Civil society organizations, environmental groups slam DOE plan to revive Bataan Nuclear Power Plant

QUEZON CITY – Civil society organizations and environmental advocates expressed alarm at the administration’s plan to revive the mothballed Bataan Nuclear Power Plant (BNPP).

Responding to Department of Energy Alfonso Cusi’s revelation of the president’s green light for the project, Sanlakas Secretary-General Atty. Aaron Pedrosa raised problems of environmental safety and sustainability that attached to reviving and maintaining nuclear power plants.

“The revival of the BNPP is an environmental disaster waiting to happen,” claimed Pedrosa. “A nuclear plant, especially one in the Philippines, carries with it a number of hazards whose effects could prove irreversible for a developing country like ours.”

“First and primary of these effects are the inevitable nuclear waste produced by nuclear power reactors,” explained Pedrosa.

“This type of waste, being radioactive, poses a threat to the biological integrity of the environment in which it is emitted. Historically, we know the unpredictability of both the degree and the length that effects of harmful radiation have on those who are exposed to it,” said Pedrosa.

“Moreover, given how a nuclear power plant by itself proves to be dangerous, our geographical location along a typhoon belt and the Ring of Fire threatens to exponentially magnify the risks of reviving this nuclear plant,” added Pedrosa.
Center for Energy, Ecology, and Development (CEED) Convenor Gerry Arances cited the case of Fukushima I Power Plant in Fukushima, Japan, which on 2011 saw a nuclear meltdown and release of harmful radioactive material after the country was hit by a tsunami-triggered earthquake.

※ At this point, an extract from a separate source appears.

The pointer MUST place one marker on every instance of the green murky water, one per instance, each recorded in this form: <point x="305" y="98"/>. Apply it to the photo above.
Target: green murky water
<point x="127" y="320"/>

“The Philippines’ sudden move towards nuclear energy is baffling given how it is a country that is less technologically equipped than but similarly vulnerable to environmental disasters as Japan, a developed country which has started to move away from nuclear power,” said Arances.

Arances claimed that nuclear energy poses more risks than it offers any energy or environmental benefit, citing the country of Germany as another developed country pulling the plug on nuclear energy shortly after the Fukushima disaster.
“It must serve as a warning to the administration that even developed countries, which are more capable than the Philippines in sustaining nuclear power plants and mitigating the environmental risks that they pose, have started phasing out nuclear energy,” added Arances.

Arances also claimed that pursuing nuclear energy is laden with faulty economics.

“For one, the direct costs of operating, maintaining, and waste management that come with sustaining a nuclear power plant have historically put a strain on the national budget of countries with existing plants,” said Arances.

Arances claimed that costs of power plants are almost consistently more than that estimated by the nuclear industry, causing the respective national governments adopting nuclear power to let its nuclear power facilities heavily rely on state subsidies and massive loans, as in the case of India and Finland.

“Nuclear power plants also come with the risk of making the Philippines dependent on uranium-rich countries for fuel,” added Arances.

“Nuclear energy is a result of heat generated through the fission process of atoms, which is fueled by uranium, a resource abundant only in a number of countries. To sustain the Bataan Nuclear Power Plant and other possible nuclear power plants would be to depend on uranium-rich countries,” Arances said.

Arances instead urged the Duterte administration to turn towards indigenous renewable energy sources instead of costly, deadly and dirty energy sources.

“Based on the DOE’s Philippine Energy Plan, the share of renewables in the country’s energy supply is set to plummet while reliance on dirty sources like coal will increase until 2030,” Arances pointed out. “A more sustainable energy and development path would be pursued if we start tapping into the vast renewable energy of the Philippines, amounting to 200, 000 MW of clean energy,” he added.
Furthermore, Pedrosa condemned the revival of the BNPP despite the history of contentions attached to the plant.

“The construction of the BNPP, a result of the $2.3 billion loan secured by the late Dictator Marcos, was greenlit in 1976 and finished in 1984 despite overwhelming condemnation by local communities and civil society at the time,” said Pedrosa.

“Reviving the failed and costly project is an affront not only to those who will suffer the problems which it will cause, but an affront to those who have stood up against it decades ago,” stated Pedrosa.

“It was wrong to greenlight it then; it is wrong to insist upon it now,” he concluded.